Sous la direction des frères Valentin et Frédéric Potier, Prodigieuses déploie un récit d’une densité émotionnelle rare, où la musique, miroir et catalyseur, devient le fil conducteur d’un drame familial à la fois intime et universel. Les sœurs jumelles Vallois, interprétées avec une profondeur saisissante par Camille Razat et Mélanie Robert, incarnent la fragilité humaine sublimée par la création artistique. Leur ascension dans le monde exigeant de la musique classique, brutalement interrompue par une maladie orpheline, se transforme en un parcours de résilience où le désespoir cède la place à l’innovation.
Dès les premières scènes, les Potier installent une tension douce, presque palpable, qui se déploie dans un cadre visuel épuré. Leur mise en scène joue sur les non-dits, les regards et les silences, créant un dialogue implicite entre l’image et le son. La caméra, souvent portée à hauteur d’âme, épouse les gestes des jumelles avec une précision organique, conférant aux scènes de piano une gravité quasi sacrée. On y décèle des échos de La Pianiste de Haneke, non dans une imitation servile, mais dans la manière dont les corps et la musique se répondent, révélant les fractures intérieures des personnages.
La performance des actrices principales mérite une mention particulière : Razat et Robert insufflent à leurs personnages une humanité complexe, entre rivalité et fusion, ambition et renoncement. Franck Dubosc, dans un rôle inattendu, se mue en patriarche inquiet, tiraillé entre l’amour intransigeant et la culpabilité. Isabelle Carré, quant à elle, apporte une touche de légèreté discrète mais essentielle, comme une pause dans cette symphonie dramatique.
Au cœur du film, la musique transcende son rôle de bande sonore pour devenir une véritable métaphore de l’existence : fragile, exigeante, mais infiniment réparatrice. Les compositions originales et les pièces classiques se mêlent, traduisant les fluctuations émotionnelles des jumelles. Chaque note, chaque pause, semble porter le poids d’une lutte intérieure et d’une réinvention nécessaire.
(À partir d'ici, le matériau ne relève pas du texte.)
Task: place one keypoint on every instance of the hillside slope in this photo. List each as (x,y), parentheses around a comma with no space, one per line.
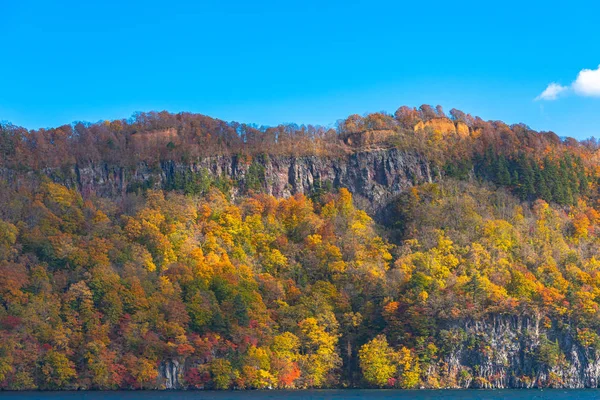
(178,251)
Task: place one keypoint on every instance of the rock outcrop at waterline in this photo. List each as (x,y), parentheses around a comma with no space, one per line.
(499,352)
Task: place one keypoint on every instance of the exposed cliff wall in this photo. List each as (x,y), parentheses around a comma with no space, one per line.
(494,352)
(374,177)
(517,352)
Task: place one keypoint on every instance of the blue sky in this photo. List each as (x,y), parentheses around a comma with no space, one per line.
(269,62)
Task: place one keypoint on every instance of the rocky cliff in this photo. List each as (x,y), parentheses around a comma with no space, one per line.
(374,177)
(517,352)
(498,352)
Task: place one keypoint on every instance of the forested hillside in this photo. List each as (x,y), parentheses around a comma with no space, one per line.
(481,270)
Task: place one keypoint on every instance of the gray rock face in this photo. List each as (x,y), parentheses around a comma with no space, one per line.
(373,177)
(170,374)
(518,352)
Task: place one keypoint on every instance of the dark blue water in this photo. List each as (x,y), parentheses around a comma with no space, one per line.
(531,394)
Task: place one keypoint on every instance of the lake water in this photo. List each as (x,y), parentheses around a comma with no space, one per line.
(531,394)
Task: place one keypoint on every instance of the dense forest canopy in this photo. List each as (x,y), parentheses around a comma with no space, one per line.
(298,292)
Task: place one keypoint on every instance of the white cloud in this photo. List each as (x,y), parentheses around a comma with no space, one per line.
(552,92)
(588,82)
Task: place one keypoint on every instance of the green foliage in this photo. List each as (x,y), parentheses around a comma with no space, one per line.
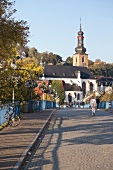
(90,62)
(57,85)
(102,70)
(69,61)
(12,32)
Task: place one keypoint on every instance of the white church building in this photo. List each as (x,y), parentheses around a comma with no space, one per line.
(78,80)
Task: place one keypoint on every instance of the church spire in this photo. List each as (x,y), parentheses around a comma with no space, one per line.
(80,25)
(80,47)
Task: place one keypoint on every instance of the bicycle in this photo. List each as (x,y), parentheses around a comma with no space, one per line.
(11,118)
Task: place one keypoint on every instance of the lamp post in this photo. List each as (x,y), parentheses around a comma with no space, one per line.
(14,81)
(29,83)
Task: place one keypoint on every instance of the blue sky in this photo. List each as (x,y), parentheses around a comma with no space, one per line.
(54,25)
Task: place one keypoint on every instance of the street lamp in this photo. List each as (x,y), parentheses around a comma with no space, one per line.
(14,81)
(29,83)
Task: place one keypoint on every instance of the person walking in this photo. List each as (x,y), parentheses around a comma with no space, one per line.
(93,105)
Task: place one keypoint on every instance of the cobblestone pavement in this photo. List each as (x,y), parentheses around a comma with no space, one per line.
(14,140)
(76,140)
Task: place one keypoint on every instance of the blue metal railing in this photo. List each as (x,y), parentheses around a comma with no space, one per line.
(26,107)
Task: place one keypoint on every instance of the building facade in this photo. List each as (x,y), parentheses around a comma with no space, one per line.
(78,80)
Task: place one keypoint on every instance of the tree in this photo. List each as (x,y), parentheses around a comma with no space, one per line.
(90,62)
(58,86)
(69,61)
(12,32)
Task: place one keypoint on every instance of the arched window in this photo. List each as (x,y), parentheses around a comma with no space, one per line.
(91,87)
(75,94)
(78,96)
(84,88)
(83,59)
(69,97)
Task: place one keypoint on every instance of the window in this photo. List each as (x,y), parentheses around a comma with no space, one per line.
(83,59)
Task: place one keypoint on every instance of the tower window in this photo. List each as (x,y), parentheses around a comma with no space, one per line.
(83,59)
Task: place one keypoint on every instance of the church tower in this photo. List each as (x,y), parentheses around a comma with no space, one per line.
(80,58)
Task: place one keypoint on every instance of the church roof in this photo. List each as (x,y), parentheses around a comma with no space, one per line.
(74,87)
(105,79)
(59,71)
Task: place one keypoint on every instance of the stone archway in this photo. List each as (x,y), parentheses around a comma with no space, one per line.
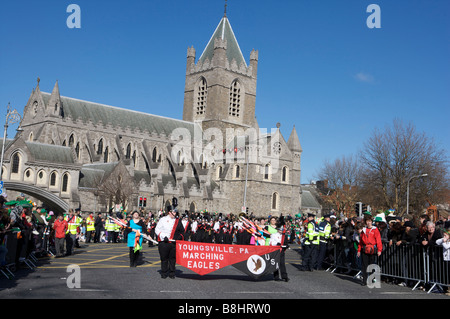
(57,204)
(192,207)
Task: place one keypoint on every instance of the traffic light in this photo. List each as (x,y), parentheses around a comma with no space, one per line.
(358,208)
(364,208)
(174,202)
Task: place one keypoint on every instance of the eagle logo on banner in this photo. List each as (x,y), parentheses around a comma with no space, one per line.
(204,258)
(256,264)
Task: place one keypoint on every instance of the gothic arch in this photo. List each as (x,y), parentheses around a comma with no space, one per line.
(51,200)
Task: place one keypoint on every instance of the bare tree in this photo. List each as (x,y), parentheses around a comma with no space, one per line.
(117,187)
(391,157)
(342,179)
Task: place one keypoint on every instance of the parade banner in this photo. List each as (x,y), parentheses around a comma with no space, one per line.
(204,258)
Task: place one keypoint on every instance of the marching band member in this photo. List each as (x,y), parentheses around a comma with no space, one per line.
(168,230)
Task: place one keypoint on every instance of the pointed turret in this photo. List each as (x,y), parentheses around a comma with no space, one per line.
(294,142)
(54,103)
(223,37)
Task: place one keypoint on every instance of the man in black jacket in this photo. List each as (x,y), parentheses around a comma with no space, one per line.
(98,224)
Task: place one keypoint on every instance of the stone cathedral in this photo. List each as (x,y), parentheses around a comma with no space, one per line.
(97,157)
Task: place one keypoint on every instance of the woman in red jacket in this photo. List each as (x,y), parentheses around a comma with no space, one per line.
(369,246)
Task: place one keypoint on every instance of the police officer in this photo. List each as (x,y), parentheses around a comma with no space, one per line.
(90,228)
(110,227)
(324,235)
(168,230)
(311,244)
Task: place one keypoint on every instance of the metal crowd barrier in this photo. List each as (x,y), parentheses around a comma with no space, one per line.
(17,252)
(407,262)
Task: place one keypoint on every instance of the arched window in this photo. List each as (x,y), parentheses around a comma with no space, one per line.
(285,174)
(16,163)
(106,155)
(41,177)
(235,99)
(267,172)
(128,153)
(29,175)
(77,150)
(53,179)
(219,171)
(71,140)
(65,183)
(275,201)
(134,159)
(100,147)
(202,94)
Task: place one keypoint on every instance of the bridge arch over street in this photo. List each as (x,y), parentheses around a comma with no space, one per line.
(52,201)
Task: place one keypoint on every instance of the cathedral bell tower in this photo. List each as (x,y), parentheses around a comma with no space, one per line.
(220,89)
Si l’écriture narrative pèche parfois par une linéarité un peu trop sage, et si certains personnages secondaires, notamment Klaus Lenhardt, manquent d’étoffe, ces failles ne ternissent pas l’éclat général de l’œuvre. Les Potier s’affirment ici comme des cinéastes capables de capter l’essence d’un drame humain sans sombrer dans le pathos ou l’artifice.
Prodigieuses n’est pas seulement un film sur la musique ou la maladie ; c’est une méditation sur la manière dont les êtres humains se reconstruisent face à l’adversité. Par sa sensibilité et sa vision, il s’inscrit dans une tradition artistique contemporaine qui cherche, non pas à apporter des réponses, mais à poser les bonnes questions. Un récit d’une grande sincérité, qui interpelle autant qu’il émeut.